The Precipitation listing has more CASE magic, and lots of repetition, but is fairly simple. We also convert the tenths of millimeters into millimeters, again for human readability:

    select record_year
    , CASE 
    WHEN precip01 = -9999 THEN 'n/a' 
    WHEN precip01 = -8888 THEN 'trace' 
    ELSE round((precip01/10),1)
    END as Jan
    , CASE 
    WHEN precip02 = -9999 THEN 'n/a' 
    WHEN precip02 = -8888 THEN 'trace' 
    ELSE round((precip02/10),1)
    END as Feb
    , CASE 
    WHEN precip03 = -9999 THEN 'n/a' 
    WHEN precip03 = -8888 THEN 'trace' 
    ELSE round((precip03/10),1)
    END as Mar
    , CASE 
    WHEN precip04 = -9999 THEN 'n/a' 
    WHEN precip04 = -8888 THEN 'trace' 
    ELSE round((precip04/10),1)
    END as Apr
    , CASE 
    WHEN precip05 = -9999 THEN 'n/a' 
    WHEN precip05 = -8888 THEN 'trace' 
    ELSE round((precip05/10),1)
    END as May
    , CASE 
    WHEN precip06 = -9999 THEN 'n/a' 
    WHEN precip06 = -8888 THEN 'trace' 
    ELSE round((precip06/10),1)
    END as Jun
    , CASE 
    WHEN precip07 = -9999 THEN 'n/a' 
    WHEN precip07 = -8888 THEN 'trace' 
    ELSE round((precip07/10),1)
    END as Jul
    , CASE 
    WHEN precip08 = -9999 THEN 'n/a' 
    WHEN precip08 = -8888 THEN 'trace' 
    ELSE round((precip08/10),1)
    END as Aug
    , CASE 
    WHEN precip09 = -9999 THEN 'n/a' 
    WHEN precip09 = -8888 THEN 'trace' 
    ELSE round((precip09/10),1)
    END as Sep
    , CASE 
    WHEN precip10 = -9999 THEN 'n/a' 
    WHEN precip10 = -8888 THEN 'trace' 
    ELSE round((precip10/10),1)
    END as Oct
    , CASE 
    WHEN precip11 = -9999 THEN 'n/a' 
    WHEN precip11 = -8888 THEN 'trace' 
    ELSE round((precip11/10),1)
    END as Nov
    , CASE 
    WHEN precip12 = -9999 THEN 'n/a' 
    WHEN precip12 = -8888 THEN 'trace' 
    ELSE round((precip12/10),1)
    END as `Dec` 
    , p.country_code
    from PRECIP p, STATION s
    where s.station_code = '{scode}'
    and s.station_code = p.station_code
    order by record_year

Of course we need a scode parameter, text, length of 11. And, just for fun, add a Station information section:

select station_name
, station_code
, s.country_code
, country_name
, latitude, longitude
WHEN elevation = -999 THEN 'n/a' 
ELSE elevation
END as elevation
where c.country_code = s.country_code
and station_code = '{scode}'

From Dumb Reports to a System

The reports "work" at this point.
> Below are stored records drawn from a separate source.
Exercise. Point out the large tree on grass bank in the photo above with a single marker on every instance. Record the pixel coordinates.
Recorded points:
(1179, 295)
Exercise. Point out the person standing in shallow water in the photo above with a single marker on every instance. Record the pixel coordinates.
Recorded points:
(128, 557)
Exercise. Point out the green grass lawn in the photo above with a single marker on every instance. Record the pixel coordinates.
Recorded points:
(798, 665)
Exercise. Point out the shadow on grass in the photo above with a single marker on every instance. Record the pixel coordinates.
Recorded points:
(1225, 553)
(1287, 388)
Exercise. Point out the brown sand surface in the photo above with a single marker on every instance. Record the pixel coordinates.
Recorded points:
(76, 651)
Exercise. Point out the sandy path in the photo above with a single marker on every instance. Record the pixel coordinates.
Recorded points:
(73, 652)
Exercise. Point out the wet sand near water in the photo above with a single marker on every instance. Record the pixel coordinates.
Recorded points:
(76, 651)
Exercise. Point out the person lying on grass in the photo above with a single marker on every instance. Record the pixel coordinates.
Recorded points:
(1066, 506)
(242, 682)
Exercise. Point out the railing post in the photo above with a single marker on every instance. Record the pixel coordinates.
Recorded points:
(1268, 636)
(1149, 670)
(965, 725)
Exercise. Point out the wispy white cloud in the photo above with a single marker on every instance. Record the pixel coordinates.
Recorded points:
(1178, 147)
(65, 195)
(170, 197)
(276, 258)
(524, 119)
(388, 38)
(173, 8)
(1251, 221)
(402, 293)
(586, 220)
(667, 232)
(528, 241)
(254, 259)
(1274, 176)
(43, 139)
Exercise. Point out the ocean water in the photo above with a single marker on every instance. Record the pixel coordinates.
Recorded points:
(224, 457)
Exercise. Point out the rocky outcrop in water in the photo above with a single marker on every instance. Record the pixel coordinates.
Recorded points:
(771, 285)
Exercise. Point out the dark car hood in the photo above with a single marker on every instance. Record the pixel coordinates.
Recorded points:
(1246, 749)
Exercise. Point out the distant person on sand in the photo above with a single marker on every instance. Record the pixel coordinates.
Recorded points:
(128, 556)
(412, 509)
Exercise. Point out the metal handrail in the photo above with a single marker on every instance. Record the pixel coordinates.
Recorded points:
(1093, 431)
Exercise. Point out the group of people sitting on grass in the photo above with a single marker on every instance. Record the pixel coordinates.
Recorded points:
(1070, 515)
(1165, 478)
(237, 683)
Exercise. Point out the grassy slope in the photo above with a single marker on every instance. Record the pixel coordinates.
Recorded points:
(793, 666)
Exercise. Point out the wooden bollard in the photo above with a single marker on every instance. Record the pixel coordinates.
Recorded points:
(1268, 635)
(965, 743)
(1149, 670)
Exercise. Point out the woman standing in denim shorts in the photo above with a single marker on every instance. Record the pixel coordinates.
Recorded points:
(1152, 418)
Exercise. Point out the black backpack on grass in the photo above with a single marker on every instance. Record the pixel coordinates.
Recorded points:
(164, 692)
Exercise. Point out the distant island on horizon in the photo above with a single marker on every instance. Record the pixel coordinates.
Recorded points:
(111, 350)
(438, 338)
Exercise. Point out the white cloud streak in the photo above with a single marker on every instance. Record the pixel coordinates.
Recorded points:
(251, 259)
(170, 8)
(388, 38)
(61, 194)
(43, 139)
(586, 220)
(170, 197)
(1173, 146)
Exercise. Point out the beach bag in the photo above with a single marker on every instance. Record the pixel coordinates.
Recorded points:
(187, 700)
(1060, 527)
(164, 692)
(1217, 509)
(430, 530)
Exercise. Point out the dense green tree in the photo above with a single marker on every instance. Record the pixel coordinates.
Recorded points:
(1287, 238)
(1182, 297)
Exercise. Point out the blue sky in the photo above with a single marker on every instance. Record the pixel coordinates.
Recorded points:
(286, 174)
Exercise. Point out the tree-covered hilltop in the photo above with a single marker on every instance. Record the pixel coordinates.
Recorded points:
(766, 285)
You can look up a country code, plug that into the stations report to look up a station, plug that into the precipitation listing. Uggh! How about we go to the country list, click test, click on the country_name column header, and enter the following as the Extended format:

<a href="report_view.php?rid=2&ccode={country_code}">{country_name}</a>

OK, we really needed to look up the report id to put after the rid= part, but that really is all there is to linking the country list to the station list. Repeat that concept on the stations listing, adding this to the station_code column:

<a href="report_view.php?rid=3&scode={station_code}" title="View Station Records">{station_code}</a>

Voila! No more memorizing or cutting and pasting. Just click through from one report to another. Now, ready for the kicker?

Elapsed Time

The time from setting out to find "big gobs of data" to having a system of three interlinked reports was one afternoon for one person.Yes, really. "Quick" was a requirement, remember? OK, there were several more tweaks to be made, and after a little bit of playing, a few more reports suggested themselves. There was more effort expended to polish the demo, test it under different circumstances, and find and fix a tiny bug in the process that gave everyone very dry Decembers. But building the proof of concept with live data fit between lunch and dinner. Time for pizza and beer!

Wrapping Up

Hopefully, when you put this write-up together with the manual and a little bit of quality experimentation time, you will be able to envision more practical uses for this power. The purpose behind gwreports was to make data accessible, and we hope this demonstration proves success in that goal.